June 7- The San Jose Mercury News reports: California voters will have a chance this fall to decide whether the "third strike'' in the state's "three strikes, you're out" law takes punishment too far by locking up thousands of prisoners for decades for non-violent crimes such as shoplifting and petty theft.

In an attempt to do what the U.S. Supreme Court would not, backers of reforming the nation's toughest sentencing scheme this week succeeded in getting enough signatures to put a measure on the November ballot that would soften the "three strikes" law.

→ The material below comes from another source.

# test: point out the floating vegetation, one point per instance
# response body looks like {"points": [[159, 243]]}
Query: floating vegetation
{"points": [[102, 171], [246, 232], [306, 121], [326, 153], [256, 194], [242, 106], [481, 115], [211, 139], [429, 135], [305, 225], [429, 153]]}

The initiative, known as the Three Strikes and Child Protection Act of 2004, would primarily require that a defendant be convicted of a violent or serious felony to qualify for a "third strike" sentence of 25 years to life.

Right now, repeat offenders can be sent away for the long prison terms for non-violent third offenses that have included crimes such as stealing videos, pizzas and bicycles. A divided U.S. Supreme Court last year ruled in a 5-4 decision that the law does not amount to cruel and unusual punishment, prompting the push for a ballot initiative.